There was a good example of the tendency you describe in your final paragraph when certain people were aghast at Brandon Lewis' suggestion that McDonalds and Burger King were good for high streets.
Typo - "it's worth nothing that places like The Oracle..."
I agree with you about the middle class demand for gentrified shops. Gentrified and expensive.
TS, DEMOS will say anything provided you pay 'em.
Go to their site…
"NOTES TO EDITORS
The polling, conducted by Populus Data Solutions, interviewed 2,225 adults between 10-12 April 2013.
The polling was carried out as part of a Demos project investigating charity shops aiming to measure the actual economic and social value they bring to communities. Further information on the project can be found here: http://www.demos.co.uk/projects/giveandtake
The project is sponsored by The Charity Retail Association.
"TS, DEMOS will say anything provided you pay 'em."
Is this not the raison d'etre of all think tanks?
On my high street , I have seen real businesses being ejected at the end of their lease to accommodate another charity shop willing to pay top dollar rent. It is true that they encourage footfall but them feet got no soles on their shoes!
Except, perhaps, the OXFAM shops which only sell books. The ones in Chiswick and Marylebone High Street seem virtually swanky.
H, my sister once worked in the central "sorting office" for a charity with a lot of shops, they put the donated stuff into piles - the better stuff went to the shop in the poshest area, the barely saleable junk went to the shop in the crappiest area.
As Curmudgeon says charity shops are an effect of High Street run-down not a cause.People let shops to Charities because they can't get "proper tenants"ie all those stressed out private sector operators who just want to give employment with no heed of profits.
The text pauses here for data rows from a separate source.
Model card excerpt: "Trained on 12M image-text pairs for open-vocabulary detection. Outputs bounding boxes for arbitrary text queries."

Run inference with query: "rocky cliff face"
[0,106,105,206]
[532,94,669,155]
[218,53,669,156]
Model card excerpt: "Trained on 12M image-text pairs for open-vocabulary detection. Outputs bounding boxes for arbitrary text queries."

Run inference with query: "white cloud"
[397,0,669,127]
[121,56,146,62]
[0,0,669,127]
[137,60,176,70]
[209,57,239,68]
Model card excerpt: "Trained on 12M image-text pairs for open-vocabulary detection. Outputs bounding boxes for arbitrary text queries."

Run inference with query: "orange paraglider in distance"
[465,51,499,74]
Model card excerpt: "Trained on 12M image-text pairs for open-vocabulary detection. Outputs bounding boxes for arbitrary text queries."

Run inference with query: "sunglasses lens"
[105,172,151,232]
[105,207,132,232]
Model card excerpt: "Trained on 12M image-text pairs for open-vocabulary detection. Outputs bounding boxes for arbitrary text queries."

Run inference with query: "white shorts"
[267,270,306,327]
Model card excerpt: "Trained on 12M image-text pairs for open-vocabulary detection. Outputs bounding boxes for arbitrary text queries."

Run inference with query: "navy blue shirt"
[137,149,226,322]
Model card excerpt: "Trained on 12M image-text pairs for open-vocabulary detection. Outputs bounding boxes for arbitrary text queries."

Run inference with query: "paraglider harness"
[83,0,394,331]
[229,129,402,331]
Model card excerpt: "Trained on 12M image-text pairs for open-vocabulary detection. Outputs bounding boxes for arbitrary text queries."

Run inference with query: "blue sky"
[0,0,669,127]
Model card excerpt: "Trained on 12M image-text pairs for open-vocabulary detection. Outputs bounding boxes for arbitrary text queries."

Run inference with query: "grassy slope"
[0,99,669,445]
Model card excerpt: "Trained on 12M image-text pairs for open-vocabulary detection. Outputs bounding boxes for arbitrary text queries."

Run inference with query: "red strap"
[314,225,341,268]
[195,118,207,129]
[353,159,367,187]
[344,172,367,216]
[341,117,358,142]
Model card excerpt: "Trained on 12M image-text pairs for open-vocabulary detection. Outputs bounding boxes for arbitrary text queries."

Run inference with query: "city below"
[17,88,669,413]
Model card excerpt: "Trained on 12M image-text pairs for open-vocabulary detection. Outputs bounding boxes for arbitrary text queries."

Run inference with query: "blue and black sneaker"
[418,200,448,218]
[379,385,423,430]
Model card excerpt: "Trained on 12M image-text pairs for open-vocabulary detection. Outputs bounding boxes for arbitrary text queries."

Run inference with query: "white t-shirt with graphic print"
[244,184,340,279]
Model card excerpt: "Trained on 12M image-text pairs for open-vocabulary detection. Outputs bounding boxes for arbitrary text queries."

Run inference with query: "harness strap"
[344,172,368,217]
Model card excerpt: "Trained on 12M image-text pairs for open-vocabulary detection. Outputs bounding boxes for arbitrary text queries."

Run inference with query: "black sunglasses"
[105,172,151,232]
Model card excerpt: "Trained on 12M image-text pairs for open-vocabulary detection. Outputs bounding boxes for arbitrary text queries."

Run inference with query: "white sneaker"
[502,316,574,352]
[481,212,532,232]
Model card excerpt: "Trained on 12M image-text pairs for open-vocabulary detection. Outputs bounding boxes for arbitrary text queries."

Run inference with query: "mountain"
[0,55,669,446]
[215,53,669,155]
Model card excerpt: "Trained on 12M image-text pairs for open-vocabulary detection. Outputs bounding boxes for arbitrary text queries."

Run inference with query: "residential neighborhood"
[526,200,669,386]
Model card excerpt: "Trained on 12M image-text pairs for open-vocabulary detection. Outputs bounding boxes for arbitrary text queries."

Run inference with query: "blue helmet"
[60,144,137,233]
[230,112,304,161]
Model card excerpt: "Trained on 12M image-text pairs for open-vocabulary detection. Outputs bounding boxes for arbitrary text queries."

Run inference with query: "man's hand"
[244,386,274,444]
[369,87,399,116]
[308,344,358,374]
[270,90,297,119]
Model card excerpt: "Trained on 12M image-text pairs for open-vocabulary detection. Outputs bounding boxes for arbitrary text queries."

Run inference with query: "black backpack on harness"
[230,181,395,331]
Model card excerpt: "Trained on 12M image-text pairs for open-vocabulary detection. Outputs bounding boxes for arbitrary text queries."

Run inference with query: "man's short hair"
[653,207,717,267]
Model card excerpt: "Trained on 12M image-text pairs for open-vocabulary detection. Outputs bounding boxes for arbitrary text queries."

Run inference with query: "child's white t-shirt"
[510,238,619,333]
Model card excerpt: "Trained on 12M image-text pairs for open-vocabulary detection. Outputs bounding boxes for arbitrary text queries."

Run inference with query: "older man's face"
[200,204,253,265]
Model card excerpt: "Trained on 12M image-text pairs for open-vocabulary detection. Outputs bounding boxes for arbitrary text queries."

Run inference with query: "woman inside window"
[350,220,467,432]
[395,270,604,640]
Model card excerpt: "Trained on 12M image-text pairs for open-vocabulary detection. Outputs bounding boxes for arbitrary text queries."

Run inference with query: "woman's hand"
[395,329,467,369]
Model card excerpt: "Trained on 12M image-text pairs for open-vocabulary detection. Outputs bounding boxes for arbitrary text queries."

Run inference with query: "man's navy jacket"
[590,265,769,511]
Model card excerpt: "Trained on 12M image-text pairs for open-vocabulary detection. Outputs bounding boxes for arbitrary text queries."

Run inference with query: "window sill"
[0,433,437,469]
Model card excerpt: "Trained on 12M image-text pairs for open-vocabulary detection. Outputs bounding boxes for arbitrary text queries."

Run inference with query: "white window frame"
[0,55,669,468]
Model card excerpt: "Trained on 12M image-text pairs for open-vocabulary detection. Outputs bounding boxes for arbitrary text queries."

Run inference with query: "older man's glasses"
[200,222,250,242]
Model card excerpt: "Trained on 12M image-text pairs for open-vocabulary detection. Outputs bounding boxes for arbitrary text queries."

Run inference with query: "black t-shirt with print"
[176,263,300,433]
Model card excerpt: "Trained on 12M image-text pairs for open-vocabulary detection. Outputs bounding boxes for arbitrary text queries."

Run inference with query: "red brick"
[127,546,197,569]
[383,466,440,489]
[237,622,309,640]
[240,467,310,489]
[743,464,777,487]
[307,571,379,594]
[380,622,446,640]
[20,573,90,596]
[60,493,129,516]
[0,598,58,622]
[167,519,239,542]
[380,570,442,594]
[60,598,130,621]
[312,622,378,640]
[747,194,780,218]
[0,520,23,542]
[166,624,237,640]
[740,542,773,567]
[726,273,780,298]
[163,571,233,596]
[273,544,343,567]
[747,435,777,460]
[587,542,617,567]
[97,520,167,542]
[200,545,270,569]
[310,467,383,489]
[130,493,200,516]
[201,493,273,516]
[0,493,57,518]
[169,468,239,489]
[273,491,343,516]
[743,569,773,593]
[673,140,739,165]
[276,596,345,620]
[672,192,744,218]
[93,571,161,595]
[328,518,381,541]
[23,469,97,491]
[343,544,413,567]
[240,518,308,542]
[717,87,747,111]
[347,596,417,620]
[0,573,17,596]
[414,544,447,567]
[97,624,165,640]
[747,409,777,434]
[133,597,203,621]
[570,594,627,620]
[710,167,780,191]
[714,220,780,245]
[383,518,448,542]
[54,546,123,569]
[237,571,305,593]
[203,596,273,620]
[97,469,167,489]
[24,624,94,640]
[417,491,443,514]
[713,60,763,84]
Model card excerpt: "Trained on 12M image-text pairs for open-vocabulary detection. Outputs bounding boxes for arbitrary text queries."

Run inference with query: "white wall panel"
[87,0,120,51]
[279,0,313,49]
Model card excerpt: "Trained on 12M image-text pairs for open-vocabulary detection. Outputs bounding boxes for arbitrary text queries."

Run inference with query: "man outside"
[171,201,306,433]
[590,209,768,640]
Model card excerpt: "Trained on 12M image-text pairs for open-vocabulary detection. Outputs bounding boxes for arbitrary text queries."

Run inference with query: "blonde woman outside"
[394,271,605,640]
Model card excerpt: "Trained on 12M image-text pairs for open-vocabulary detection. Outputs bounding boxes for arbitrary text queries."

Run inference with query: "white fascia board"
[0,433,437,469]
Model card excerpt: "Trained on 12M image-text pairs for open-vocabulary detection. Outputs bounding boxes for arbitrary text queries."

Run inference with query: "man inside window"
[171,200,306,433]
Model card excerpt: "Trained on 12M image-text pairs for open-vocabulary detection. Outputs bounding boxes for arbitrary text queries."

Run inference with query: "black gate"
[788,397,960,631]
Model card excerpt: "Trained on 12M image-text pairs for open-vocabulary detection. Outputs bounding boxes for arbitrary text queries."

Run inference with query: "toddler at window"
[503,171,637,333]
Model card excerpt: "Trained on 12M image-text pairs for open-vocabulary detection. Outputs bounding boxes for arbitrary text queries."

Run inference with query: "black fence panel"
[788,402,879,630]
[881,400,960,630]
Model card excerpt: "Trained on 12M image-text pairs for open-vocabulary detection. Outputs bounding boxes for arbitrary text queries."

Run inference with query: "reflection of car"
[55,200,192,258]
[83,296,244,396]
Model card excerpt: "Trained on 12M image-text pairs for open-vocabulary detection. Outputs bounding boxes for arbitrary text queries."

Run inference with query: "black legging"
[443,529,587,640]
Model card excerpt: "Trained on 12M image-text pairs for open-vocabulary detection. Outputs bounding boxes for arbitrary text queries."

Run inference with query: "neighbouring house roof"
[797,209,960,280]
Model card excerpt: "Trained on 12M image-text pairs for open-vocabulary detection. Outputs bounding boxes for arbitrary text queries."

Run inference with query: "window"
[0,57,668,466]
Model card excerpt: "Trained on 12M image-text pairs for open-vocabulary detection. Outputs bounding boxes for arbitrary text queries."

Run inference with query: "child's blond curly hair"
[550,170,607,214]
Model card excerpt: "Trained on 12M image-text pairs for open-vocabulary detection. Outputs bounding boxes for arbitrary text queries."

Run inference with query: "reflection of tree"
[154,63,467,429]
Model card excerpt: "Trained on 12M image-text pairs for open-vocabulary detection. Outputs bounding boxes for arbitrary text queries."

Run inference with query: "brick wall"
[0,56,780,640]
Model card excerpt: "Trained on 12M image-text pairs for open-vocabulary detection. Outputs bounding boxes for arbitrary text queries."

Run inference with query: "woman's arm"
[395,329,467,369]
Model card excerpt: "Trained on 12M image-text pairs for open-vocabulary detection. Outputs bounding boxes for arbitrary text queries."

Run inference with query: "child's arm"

If you want to point the finger at the decline of shopping malls, high streets and corner shops, look at predatory discounting by the big supermarkets and online operators like Amazon (which have knocked over small bookshops by the hundred since the demise of the Net Book Agreement, the last hold-out of Resale price Maintenance a voluntary private arrangement which shaped British retail.(And manufacturing)
Stigler is producing more of the jeering right wing drivel, not even very high -class drivel.Attacking Charity Shops!How low can you go , as Chubby Checker said ?
DBCR do you actually read anyone's posts or comments before launching into a left-wing diatribe? Nowhere in the post has TS attacked charity shops, he has simply rubbished a report from a think tank who were obviously told what to conclude by their paymasters.
As to your predictable "it's all the fault of big business" drivel, it may fit with your ideology, but not necessarily with the facts. The town I grew up in never had a bookshop until after the end of the NBA. It then built up to three, two of which were second-hand bookshops. It now has only one, but it is the second-hand shops that have gone. My current local town had a bookshop until very recently which only closed because the owners wanted to retire. If I buy a book online, I buy it from Abebooks, which is a website that enables thousands of small independent bookshops to sell online. They are usually cheaper than Amazon.
Resale Price Maintenance is not a left wing cause: it is either right-wing or apolitical.It is possible to be a supporter of small shops and attack large predatory discounters at the same time.It is generally the case that those who bluster about the need to protect small shops and SMES, become demented by any attack on Tescos and Amazon.
I stand corrected in one regard(sarcasm): TS is all in favour of charity shops and just expressed himself badly.